“I am a man, but a castrato; I have been examined.”
“Allow me to examine you likewise, and I will give you a doubloon.”
“I cannot, for it is evident that you love me, and such love is condemned by religion.”
“You did not raise these objections with the bishop’s chaplain.”
“He was an elderly priest, and besides, he only just glanced at me.”
“I will know the truth,” said I, extending my hand boldly.
But he repulsed me and rose from his chair. His obstinacy vexed me, for I had already spent fifteen or sixteen sequins to satisfy my curiosity.
I began my dinner with a very bad humour, but the excellent appetite of my pretty guests brought me round, and I soon thought that, after all, cheerfulness was better than sulking, and I resolved to make up for my disappointment with the two charming sisters, who seemed well disposed to enjoy a frolic.

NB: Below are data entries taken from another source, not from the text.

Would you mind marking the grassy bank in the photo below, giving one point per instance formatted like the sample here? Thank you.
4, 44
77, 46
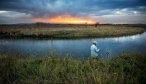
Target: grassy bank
126, 69
72, 32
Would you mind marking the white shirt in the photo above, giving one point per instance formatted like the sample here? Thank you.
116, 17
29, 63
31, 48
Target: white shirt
94, 50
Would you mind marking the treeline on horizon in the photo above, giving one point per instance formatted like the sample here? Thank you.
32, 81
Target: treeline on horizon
50, 25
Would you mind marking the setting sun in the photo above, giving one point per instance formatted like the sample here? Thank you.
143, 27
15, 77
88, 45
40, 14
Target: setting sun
64, 20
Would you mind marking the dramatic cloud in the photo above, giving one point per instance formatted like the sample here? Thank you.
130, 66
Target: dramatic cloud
100, 10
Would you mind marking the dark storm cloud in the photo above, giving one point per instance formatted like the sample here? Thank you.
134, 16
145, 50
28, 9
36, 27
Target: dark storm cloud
49, 8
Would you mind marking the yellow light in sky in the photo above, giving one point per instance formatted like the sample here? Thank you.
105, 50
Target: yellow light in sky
65, 20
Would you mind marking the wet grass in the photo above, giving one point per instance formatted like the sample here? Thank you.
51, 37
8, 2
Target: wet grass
70, 33
125, 69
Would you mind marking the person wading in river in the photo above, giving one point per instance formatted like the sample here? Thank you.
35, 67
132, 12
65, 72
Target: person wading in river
94, 49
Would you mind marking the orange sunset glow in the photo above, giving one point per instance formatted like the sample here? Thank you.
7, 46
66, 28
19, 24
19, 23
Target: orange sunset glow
65, 20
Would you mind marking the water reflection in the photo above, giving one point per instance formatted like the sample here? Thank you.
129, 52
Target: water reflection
77, 48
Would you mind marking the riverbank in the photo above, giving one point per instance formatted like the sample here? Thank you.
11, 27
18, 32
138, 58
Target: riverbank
125, 69
71, 32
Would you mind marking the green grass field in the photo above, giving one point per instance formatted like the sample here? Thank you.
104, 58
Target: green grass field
73, 32
125, 69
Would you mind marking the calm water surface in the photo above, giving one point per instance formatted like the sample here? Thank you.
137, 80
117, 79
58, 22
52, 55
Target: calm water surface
110, 47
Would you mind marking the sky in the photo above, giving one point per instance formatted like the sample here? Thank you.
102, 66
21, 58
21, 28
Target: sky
73, 11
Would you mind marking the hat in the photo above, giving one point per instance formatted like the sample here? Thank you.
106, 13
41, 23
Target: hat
94, 42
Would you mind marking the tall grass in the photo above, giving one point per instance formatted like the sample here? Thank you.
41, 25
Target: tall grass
125, 69
100, 31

I began by distributing a few innocent kisses right and left, as I sat between them near a good fire, eating chestnuts which we wetted with Cyprus wine. But very soon my greedy hands touched every part which my lips could not kiss, and Cecilia, as well as Marina, delighted in the game. Seeing that Bellino was smiling, I kissed him likewise, and his half-open ruffle attracting my hand, I ventured and went in without resistance. The chisel of Praxiteles had never carved a finer bosom!

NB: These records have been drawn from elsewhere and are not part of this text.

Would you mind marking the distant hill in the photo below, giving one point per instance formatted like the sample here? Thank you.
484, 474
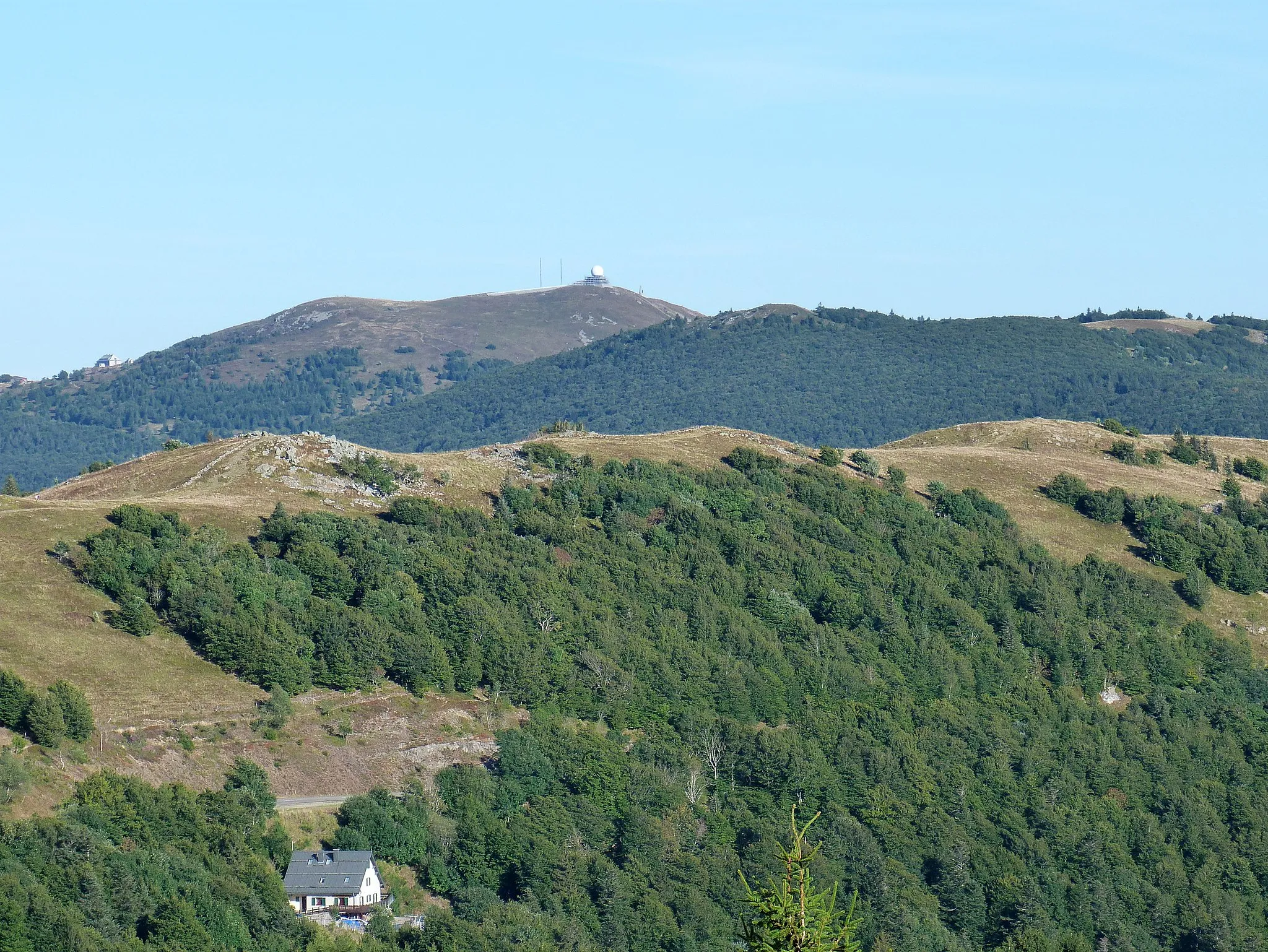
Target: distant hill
1009, 746
297, 371
508, 326
851, 377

“Oh! this is enough,” I exclaimed; “I can no longer doubt that you are a beautifully-formed woman!”
“It is,” he replied, “the defect of all castrati.”

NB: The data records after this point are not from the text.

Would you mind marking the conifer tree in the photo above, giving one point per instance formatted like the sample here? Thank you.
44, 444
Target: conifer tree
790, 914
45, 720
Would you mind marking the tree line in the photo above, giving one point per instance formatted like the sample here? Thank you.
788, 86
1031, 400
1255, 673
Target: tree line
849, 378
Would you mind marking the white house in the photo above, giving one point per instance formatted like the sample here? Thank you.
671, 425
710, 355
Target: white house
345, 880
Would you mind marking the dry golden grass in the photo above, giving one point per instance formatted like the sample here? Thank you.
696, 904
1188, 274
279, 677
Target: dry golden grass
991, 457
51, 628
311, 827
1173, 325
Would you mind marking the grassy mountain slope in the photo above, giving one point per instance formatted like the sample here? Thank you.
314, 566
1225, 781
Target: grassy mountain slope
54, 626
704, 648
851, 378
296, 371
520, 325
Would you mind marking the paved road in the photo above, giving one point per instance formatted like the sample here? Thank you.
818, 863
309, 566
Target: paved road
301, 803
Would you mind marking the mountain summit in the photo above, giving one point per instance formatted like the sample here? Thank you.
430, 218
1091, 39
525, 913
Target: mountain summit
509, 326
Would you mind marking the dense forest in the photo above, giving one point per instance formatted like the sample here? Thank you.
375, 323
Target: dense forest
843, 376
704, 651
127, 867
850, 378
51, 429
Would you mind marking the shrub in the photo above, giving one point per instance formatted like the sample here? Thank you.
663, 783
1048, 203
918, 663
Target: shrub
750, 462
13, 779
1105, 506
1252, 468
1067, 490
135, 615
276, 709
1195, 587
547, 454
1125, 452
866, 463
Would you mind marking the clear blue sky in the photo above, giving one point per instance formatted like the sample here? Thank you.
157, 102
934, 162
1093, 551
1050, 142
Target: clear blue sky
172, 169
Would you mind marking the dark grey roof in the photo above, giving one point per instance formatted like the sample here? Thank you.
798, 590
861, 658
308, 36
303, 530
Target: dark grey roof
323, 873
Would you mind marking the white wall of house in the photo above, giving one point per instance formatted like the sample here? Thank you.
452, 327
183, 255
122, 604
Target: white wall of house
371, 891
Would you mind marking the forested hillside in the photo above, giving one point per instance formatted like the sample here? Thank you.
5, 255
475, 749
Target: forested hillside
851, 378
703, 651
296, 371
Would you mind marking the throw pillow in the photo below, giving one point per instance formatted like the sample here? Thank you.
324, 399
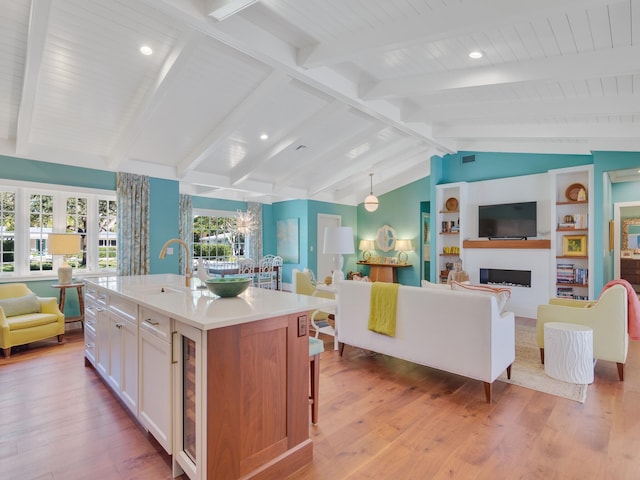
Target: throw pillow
20, 305
428, 284
501, 295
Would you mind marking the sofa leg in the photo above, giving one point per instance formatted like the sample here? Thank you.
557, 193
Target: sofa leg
487, 391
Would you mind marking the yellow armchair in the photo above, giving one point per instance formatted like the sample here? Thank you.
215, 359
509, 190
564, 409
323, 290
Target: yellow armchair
607, 317
25, 318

“No, it is the perfection of all handsome women. Bellino, believe me, I am enough of a good judge to distinguish between the deformed breast of a castrato, and that of a beautiful woman; and your alabaster bosom belongs to a young beauty of seventeen summers.”
Who does not know that love, inflamed by all that can excite it, never stops in young people until it is satisfied, and that one favour granted kindles the wish for a greater one? I had begun well, I tried to go further and to smother with burning kisses that which my hand was pressing so ardently, but the false Bellino, as if he had only just been aware of the illicit pleasure I was enjoying, rose and ran away. Anger increased in me the ardour of love, and feeling the necessity of calming myself either by satisfying my ardent desires or by evaporating them, I begged Cecilia, Bellino’s pupil, to sing a few Neapolitan airs.
I then went out to call upon the banker, from whom I took a letter of exchange at sight upon Bologna, for the amount I had to receive from him, and on my return, after a light supper with the two young sisters, I prepared to go to bed, having previously instructed Petronio to order a carriage for the morning.
I was just locking my door when Cecilia, half undressed, came in to say that Bellino begged me to take him to Rimini, where he was engaged to sing in an opera to be performed after Easter.